I don't mean to belabor my problems with the commentary, but it -- along with recent books like Doyle Greene's MEXPLOITATION CINEMA and Robert Michael "Bobb" Cotter's THE MEXICAN MASKED WRESTLER AND MONSTER FILMOGRAPHY (both from McFarland) -- makes me wonder why Mexican horror cinema seems to invite such casual authority. Mexico is geographically closer to North America than any other seat of international filmmaking, yet those who have elected to advocate it in print and commentary generally seem to be far less informed on the subject than those writers who have researched British, Canadian, Italian, Spanish and Japanese horror cinema. (Greene's book is actually well-written and scholarly, but everything he writes is called into question by his decision to attribute to Mexican filmmakers the versions of their work that was dubbed and re-edited here in America.) The fact that Casa Negra Entertainment is cornering the market on such films on DVD demands, if only for their own success, that they meet the challenge of representing these films historically and critically, or leave them alone to speak for themselves.

Also included is a rock video by Coleman's group 21st Century Art, inspired by the film, which is about 15m long and accompanied by footage from the movie that has been digitally colored/altered/twisted. (This is how to treat a "masterpiece"?) The music is pretty good, jazz-influenced prog rock, but it doesn't really belong here and is best reserved for separate viewing. It's preceded by a ridiculously long (8m 52s!) introduction by Coleman that, again, makes one wish the disc's producers had striven to give us as much information about the main feature itself. The poster and stills gallery is meager, consisting mostly of a few Mexican lobby cards; the only poster on view is a low-res, black-and-white repro of the US poster which, I presume, was found online. (It's inexcusable that the beautifully surreal US one-sheet isn't included in full color, along with a full US lobby set, as these can usually be found online at reasonable prices.) Furthermore, the disc is irritating to navigate, with "Next" options always being a needless two or three steps away from where the page changes drop one's cursor. Lastly, the packaging erroneously dates the film as a 1958 release, though its Mexican premiere took place on May 13, 1959.

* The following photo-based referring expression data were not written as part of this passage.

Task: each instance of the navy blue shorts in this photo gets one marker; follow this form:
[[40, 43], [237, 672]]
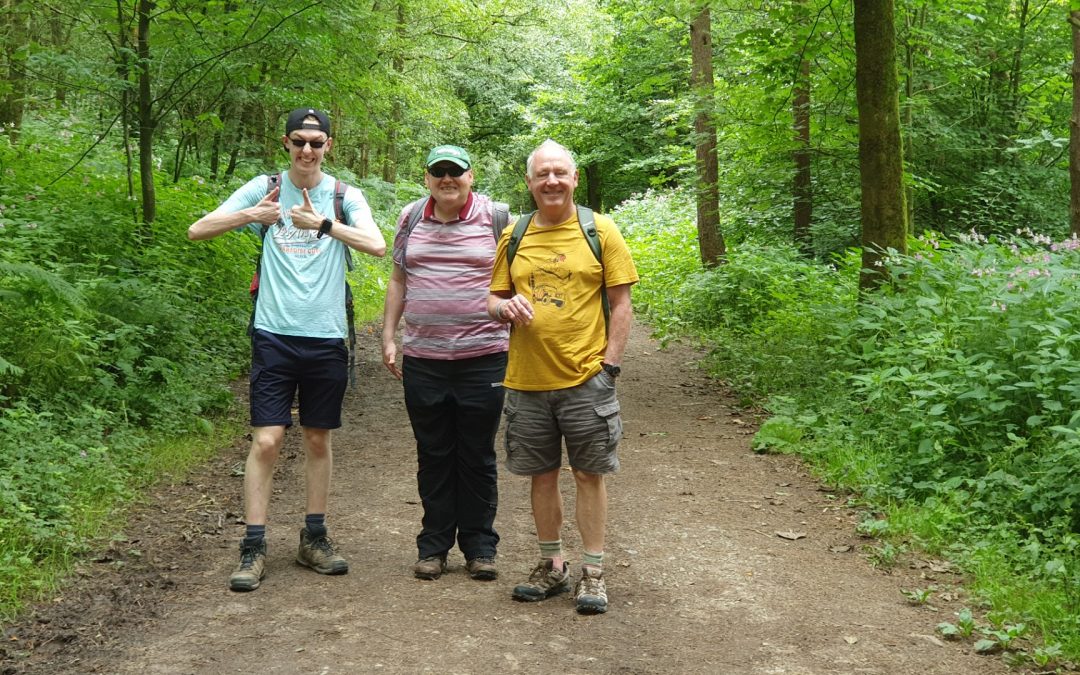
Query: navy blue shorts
[[284, 364]]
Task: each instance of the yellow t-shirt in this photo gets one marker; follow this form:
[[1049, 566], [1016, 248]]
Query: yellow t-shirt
[[556, 270]]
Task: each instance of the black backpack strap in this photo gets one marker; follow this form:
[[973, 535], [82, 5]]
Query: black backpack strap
[[415, 214], [515, 241], [339, 189], [588, 223], [500, 216]]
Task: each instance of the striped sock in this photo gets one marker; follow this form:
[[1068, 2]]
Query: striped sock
[[552, 550], [254, 535]]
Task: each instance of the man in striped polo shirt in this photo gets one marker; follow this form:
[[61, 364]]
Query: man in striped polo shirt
[[454, 362]]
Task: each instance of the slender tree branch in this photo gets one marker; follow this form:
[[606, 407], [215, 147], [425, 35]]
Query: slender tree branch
[[88, 151]]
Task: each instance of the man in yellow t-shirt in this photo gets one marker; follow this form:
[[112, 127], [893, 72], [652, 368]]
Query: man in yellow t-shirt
[[562, 370]]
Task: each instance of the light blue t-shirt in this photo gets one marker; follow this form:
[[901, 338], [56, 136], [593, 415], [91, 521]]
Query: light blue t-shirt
[[301, 283]]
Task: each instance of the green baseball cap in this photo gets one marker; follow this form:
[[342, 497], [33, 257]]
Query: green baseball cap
[[449, 153]]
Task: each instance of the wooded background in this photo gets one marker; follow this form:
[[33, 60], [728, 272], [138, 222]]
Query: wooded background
[[866, 210]]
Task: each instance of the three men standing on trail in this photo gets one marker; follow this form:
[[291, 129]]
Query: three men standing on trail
[[565, 355], [562, 278], [455, 359], [298, 328]]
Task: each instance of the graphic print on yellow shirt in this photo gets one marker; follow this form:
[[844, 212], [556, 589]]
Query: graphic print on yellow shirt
[[555, 269]]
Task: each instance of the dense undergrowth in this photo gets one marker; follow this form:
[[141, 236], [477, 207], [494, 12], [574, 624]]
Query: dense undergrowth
[[947, 402], [118, 342]]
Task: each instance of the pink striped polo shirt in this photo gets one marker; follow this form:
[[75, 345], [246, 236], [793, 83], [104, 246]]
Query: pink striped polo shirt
[[447, 272]]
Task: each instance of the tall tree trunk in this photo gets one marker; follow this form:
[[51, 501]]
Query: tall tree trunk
[[1075, 130], [800, 112], [710, 240], [15, 31], [880, 150], [123, 75], [146, 122], [390, 160], [1017, 65], [909, 22], [593, 186]]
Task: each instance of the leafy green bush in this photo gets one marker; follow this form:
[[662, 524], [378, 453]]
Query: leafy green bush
[[946, 400]]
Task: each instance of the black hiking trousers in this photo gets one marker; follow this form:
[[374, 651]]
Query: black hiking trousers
[[455, 407]]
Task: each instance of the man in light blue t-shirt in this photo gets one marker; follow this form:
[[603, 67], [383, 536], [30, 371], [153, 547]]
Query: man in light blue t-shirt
[[298, 329]]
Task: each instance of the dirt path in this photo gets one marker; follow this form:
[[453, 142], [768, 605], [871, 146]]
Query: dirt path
[[699, 580]]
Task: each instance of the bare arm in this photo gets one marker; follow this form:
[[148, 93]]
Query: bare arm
[[219, 221], [622, 316], [392, 310], [364, 238]]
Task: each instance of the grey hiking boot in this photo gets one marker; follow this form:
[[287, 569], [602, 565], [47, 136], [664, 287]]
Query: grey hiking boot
[[252, 568], [430, 568], [482, 568], [590, 596], [319, 554], [543, 582]]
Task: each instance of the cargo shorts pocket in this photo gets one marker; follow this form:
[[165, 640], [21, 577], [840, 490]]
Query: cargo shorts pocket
[[610, 414]]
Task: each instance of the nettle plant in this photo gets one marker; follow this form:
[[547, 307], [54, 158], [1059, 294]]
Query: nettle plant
[[969, 358]]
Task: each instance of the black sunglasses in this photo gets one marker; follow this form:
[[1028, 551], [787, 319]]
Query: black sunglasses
[[439, 172], [297, 143]]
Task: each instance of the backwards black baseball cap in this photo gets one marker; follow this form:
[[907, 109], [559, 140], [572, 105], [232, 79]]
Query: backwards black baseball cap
[[297, 119]]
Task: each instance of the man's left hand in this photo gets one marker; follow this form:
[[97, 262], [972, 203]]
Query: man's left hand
[[305, 217]]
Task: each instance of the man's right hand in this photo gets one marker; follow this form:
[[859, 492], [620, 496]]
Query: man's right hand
[[268, 210], [390, 358], [516, 310]]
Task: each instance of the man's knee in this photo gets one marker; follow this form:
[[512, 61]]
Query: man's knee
[[588, 478], [266, 444], [316, 442]]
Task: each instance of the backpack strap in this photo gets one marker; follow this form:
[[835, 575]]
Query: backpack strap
[[515, 239], [273, 180], [588, 223], [500, 216], [339, 189], [415, 214]]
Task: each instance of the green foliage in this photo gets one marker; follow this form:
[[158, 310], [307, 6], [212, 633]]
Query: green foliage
[[945, 401], [111, 339]]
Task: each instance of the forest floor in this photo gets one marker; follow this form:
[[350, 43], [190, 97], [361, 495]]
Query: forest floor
[[699, 579]]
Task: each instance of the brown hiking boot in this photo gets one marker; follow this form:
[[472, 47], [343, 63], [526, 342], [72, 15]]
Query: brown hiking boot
[[543, 582], [430, 568], [482, 568], [591, 594], [252, 568], [319, 554]]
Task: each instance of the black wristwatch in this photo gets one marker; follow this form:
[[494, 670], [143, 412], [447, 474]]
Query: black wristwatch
[[325, 227]]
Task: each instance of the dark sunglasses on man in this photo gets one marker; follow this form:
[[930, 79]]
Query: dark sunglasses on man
[[299, 143], [453, 170]]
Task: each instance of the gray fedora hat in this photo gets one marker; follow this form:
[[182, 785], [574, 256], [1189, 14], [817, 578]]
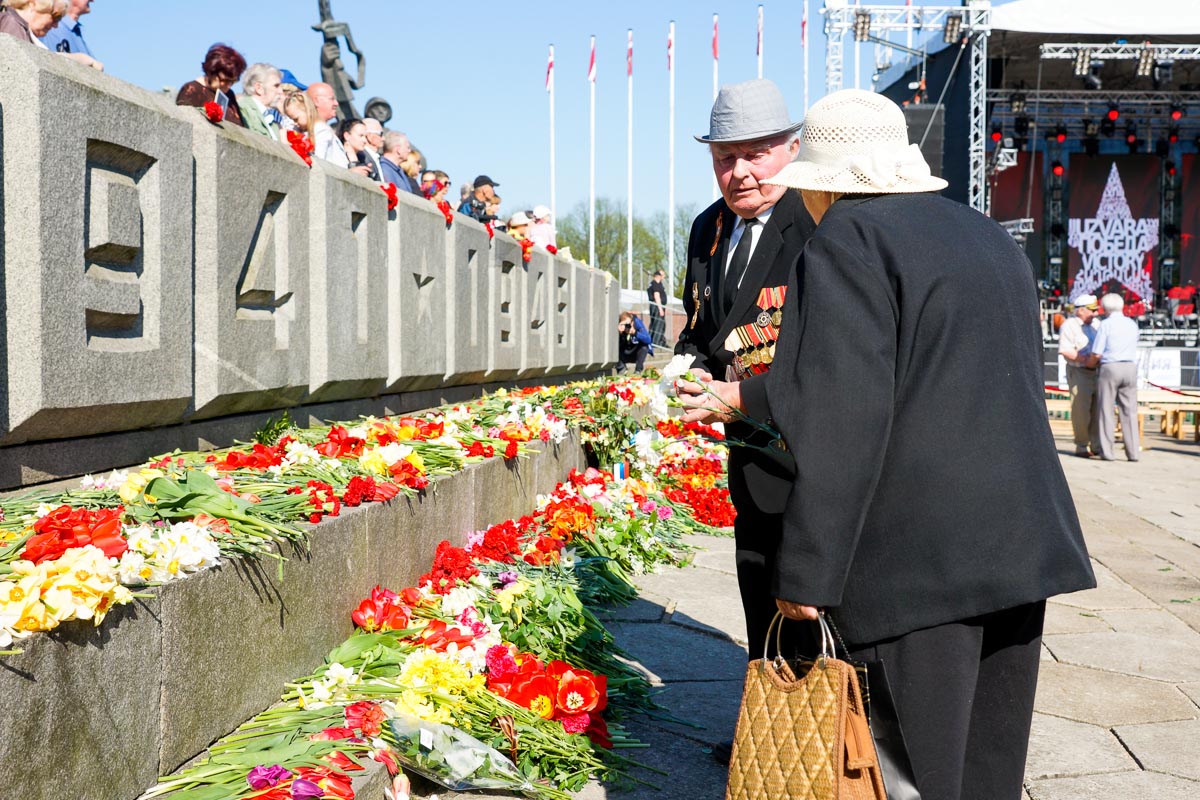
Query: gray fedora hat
[[744, 112]]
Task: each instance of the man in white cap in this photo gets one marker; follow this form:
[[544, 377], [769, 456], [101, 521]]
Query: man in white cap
[[1115, 354], [929, 516], [741, 256], [1075, 340]]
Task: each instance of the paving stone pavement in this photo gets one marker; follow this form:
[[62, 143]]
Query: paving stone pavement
[[1117, 711]]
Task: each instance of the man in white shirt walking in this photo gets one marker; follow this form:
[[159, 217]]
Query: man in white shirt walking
[[1075, 340], [1116, 353]]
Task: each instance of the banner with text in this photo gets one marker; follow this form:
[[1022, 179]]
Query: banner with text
[[1113, 224]]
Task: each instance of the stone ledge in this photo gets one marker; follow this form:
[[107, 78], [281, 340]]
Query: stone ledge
[[115, 707]]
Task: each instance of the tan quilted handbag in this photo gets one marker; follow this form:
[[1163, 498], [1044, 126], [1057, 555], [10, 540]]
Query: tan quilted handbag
[[803, 738]]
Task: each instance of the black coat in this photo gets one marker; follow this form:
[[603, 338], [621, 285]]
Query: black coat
[[907, 385], [768, 476]]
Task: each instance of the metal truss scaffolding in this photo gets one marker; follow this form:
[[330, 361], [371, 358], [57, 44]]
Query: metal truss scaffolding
[[971, 24]]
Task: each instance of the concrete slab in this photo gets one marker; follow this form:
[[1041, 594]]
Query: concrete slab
[[1107, 698], [1120, 785], [1170, 747], [1147, 656], [1061, 749], [1110, 591], [1067, 619]]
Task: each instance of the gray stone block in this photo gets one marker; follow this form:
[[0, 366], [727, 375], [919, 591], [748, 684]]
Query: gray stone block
[[235, 635], [535, 355], [97, 252], [505, 310], [562, 330], [418, 295], [251, 271], [468, 265], [347, 284], [581, 318], [81, 709]]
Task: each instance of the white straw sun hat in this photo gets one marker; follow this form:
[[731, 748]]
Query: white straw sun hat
[[856, 142]]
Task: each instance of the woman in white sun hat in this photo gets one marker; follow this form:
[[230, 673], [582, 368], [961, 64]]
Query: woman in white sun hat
[[929, 513]]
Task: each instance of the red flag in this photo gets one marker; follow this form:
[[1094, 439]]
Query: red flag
[[759, 49]]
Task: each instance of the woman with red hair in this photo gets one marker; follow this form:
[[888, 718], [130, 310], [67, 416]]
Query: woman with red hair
[[222, 68]]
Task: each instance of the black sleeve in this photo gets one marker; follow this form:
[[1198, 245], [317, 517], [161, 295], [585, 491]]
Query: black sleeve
[[837, 350]]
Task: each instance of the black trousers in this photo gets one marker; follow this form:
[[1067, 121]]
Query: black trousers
[[964, 695]]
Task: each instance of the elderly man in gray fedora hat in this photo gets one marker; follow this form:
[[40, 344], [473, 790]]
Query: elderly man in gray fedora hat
[[739, 260], [931, 537]]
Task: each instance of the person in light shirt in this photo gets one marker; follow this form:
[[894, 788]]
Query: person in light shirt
[[1075, 340], [1115, 352]]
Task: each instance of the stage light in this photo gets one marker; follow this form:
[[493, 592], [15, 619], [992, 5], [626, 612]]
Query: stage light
[[1163, 72], [862, 25], [1146, 61], [1083, 62], [953, 28]]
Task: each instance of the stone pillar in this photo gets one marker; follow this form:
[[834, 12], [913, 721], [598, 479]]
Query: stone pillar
[[347, 284], [251, 271], [97, 252]]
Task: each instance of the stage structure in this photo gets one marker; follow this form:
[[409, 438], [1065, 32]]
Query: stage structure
[[1043, 102]]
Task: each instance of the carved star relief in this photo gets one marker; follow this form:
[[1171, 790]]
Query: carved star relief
[[1114, 244]]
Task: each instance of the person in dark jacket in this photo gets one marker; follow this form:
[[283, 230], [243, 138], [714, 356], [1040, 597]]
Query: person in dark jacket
[[634, 342], [741, 256], [930, 533]]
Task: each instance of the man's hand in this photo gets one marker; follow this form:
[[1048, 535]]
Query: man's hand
[[796, 611], [709, 401]]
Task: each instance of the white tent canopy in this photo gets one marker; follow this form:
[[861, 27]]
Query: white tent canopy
[[1171, 18]]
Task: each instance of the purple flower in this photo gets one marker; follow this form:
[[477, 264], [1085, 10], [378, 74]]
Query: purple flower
[[303, 789], [262, 777]]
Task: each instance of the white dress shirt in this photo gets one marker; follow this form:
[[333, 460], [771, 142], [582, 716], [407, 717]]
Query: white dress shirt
[[755, 235]]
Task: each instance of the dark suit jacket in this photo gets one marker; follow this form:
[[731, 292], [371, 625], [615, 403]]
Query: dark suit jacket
[[907, 384], [768, 476]]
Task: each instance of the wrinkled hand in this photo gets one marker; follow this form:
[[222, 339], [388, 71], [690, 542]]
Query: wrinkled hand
[[796, 611], [708, 401]]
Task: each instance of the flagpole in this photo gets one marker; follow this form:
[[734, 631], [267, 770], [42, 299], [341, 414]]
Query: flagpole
[[760, 40], [717, 190], [671, 161], [629, 163], [804, 49], [550, 88], [592, 158]]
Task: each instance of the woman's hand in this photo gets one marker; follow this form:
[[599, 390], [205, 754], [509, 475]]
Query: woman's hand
[[796, 611]]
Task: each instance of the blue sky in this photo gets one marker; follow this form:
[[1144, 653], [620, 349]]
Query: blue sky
[[466, 78]]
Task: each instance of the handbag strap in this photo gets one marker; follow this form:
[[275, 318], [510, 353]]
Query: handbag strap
[[828, 639]]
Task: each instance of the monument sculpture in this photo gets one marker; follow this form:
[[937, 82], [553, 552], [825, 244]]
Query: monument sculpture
[[333, 71]]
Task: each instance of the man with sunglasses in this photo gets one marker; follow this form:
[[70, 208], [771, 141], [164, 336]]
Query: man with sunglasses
[[739, 256]]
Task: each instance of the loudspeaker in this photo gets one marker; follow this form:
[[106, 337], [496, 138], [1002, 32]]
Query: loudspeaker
[[918, 118]]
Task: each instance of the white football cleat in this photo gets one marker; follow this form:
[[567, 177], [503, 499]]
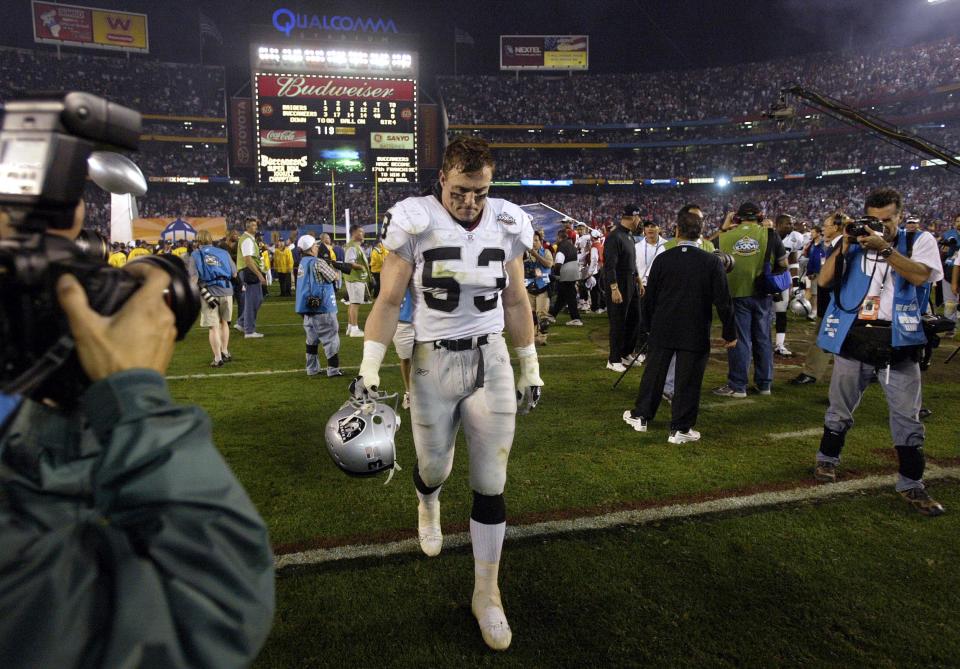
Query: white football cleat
[[488, 610], [677, 437], [428, 528]]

I hate having to be so critical of a disc that I want so badly to endorse, and my nit-pickings shouldn't dissuade anyone from acquiring BLACK PIT OF DR. M. The film itself has never looked better (in this country, anyway), and it's a pleasure to see it made available to English-speaking audiences again. That said, the amount of filler on this disc is exhausting, which makes its dearth of relevant bonus materials all the more unfortunate.